Non sono modelli di comportamento derivati dal berlusconismo. È piuttosto una tendenza in atto dagli anni ’50 – ’60 e amplificata dal modello neoliberista imposto al mondo a partire dagli anni ’80 dagli Stati Uniti e dalla Gran Bretagna. Qual è allora la particolarità del caso italiano?1.      Uso particolare che ha fatto del degrado democratico. Nel 1984 ha realizzato un monopolio della televisione privata nazionale grazie al non controllo di Autority e istituzioni politiche. È un caso unico al mondo. Inoltre ha fatto un uso politico intenso dei programmi televisivi, tanto da indurre il parlamento a varare una assurda legge di regolamentazione della propaganda elettorale detta “par condicio”.

2.      Considerazione dello stato e della sfera pubblica.

Tutte le destre europee e democratiche rispettano lo stato e la sfera pubblica.
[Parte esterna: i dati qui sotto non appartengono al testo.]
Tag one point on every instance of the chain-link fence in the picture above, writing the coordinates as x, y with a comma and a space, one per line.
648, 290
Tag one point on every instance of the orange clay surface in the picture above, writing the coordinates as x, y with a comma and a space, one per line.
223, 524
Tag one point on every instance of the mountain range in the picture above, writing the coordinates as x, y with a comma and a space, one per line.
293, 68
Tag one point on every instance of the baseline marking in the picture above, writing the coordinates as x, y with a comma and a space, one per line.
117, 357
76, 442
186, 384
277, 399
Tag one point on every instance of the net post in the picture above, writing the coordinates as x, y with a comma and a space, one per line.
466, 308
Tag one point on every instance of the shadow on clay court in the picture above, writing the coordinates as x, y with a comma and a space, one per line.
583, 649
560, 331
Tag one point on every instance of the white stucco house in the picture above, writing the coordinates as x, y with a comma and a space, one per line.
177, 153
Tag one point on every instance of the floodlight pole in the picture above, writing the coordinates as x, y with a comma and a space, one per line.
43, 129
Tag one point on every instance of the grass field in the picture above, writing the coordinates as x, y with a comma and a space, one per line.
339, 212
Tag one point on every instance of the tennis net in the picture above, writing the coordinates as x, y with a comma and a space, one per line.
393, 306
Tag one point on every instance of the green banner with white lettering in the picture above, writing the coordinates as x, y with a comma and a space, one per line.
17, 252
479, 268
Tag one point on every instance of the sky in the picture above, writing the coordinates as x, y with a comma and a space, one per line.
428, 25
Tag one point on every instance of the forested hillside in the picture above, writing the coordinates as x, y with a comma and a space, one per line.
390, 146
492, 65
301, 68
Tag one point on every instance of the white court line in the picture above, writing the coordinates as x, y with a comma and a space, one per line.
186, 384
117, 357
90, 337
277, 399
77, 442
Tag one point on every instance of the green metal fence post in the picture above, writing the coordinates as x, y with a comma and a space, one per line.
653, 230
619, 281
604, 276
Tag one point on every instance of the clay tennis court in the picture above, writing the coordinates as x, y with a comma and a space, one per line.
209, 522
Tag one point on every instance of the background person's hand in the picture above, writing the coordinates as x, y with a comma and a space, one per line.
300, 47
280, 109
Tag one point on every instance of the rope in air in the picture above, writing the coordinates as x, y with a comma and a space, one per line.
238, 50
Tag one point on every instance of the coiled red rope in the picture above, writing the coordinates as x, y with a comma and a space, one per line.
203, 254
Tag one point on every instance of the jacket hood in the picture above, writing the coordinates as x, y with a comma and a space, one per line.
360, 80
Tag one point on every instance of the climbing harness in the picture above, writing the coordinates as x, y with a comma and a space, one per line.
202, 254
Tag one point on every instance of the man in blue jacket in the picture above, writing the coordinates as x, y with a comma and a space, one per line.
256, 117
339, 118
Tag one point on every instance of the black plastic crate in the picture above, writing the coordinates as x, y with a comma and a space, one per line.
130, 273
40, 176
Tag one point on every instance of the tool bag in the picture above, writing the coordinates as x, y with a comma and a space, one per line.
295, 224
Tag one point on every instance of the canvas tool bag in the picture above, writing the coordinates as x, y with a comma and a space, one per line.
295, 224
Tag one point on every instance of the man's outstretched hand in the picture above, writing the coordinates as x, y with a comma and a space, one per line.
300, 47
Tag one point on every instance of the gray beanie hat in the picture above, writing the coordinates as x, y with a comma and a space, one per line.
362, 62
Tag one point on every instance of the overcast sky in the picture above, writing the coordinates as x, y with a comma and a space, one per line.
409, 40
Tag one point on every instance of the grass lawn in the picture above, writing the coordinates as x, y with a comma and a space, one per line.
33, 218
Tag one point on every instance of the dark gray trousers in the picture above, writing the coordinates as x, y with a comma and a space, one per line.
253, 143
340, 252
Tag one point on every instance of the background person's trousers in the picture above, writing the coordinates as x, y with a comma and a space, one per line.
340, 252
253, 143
Per Berlusconi non esistono zone franche e regole pubbliche al di sopra degli interessi privati: tutto è consumo, tutto è privatizzabile, tutto si può comprare e usare a proprio piacimento.

3.      Esplicito sostegno all’imprenditoria autonoma e aggressione al “ceto medio riflessivo”.[5]

La serie di leggi anti-stato come i condoni, le norme che indeboliscono i vincoli sulla sicurezza sul lavoro, l’abolizione del reato di falso in bilancio, il rientro dei capitali nascosti all’estero a una tassazione ridicola (5%), agevolazioni fiscali di vario genere … colgono in pieno il favore di categorie generalmente ostili all’invadenza statale.

È altrettanto esplicito l’attacco alla scuola, alla magistratura, alle fondazioni culturali; una crisi del settore indotta dalle politiche del governo prima ancora che dalla crisi economica mondiale.

4.      Viene spaccato il corpo sociale del paese. La retorica del “con me o contro di me” trasforma il paese e ogni questione nazionale in un gigantesco plebiscito a favore o contro Berlusconi. Non c’è problematica che non tocchi interessi privati del presidente del consiglio e non c’è problema privato del presidente che non si imponga come questione pubblica nazionale: l’Italia nel 150° della sua nascita, nel pieno della più grave crisi economica dal 1933, appare come sprofondata in una palude – economica, culturale, sociale e politica – da cui niente e nessuno sembra in grado di farla uscire. 

[1] La rivoluzione culturale ha conosciuto in Europa una fortuna del tutto immeritata. Anziché come un dittatore in preda ormai a un delirio di onnipotenza, Mao fu interpretato come un grande condottiero sulla via della giustizia sociale. La rivoluzione culturale cinese è una pagina nera nella storia della Cina e del socialismo in generale.

[2] Per le considerazioni degli Stati Uniti in merito alla politica italiana degli anni Settanta, si veda Umberto Gentiloni Silveri, L’Italia sospesa. La crisi degli anni Settanta vista da Washington, 2009.

[3] Una buona ricostruzione delle dinamiche sociologiche dell’affermazione di questo modello culturale (e una spiegazione del declino inarrestabile della sinistra politica in Italia) si trova in “Il mostro mite” di Raffaele Simone, Laterza, 2008.

[4] “un documento essenziale per cogliere l’intrico di illegalità che era cresciuto negli anni Ottanta. Craxi conferma la diffusione della corruzione ma considera al tempo stesso la normale via giudiziaria quasi un atto eversivo, un attentato allo stato democratico.” Crainz, Autobiografia di una repubblica, p. 196.

[5] Secondo una fortunata definizione di Paul Ginsborg il ceto medio riflessivo è quell’insieme di cittadini occupati nel terzo settore, nella scuola, nel mondo dell’informazione e della cultura, nell’assistenza sociale o più genericamente come impiegati di concetti in aziende pubbliche o private.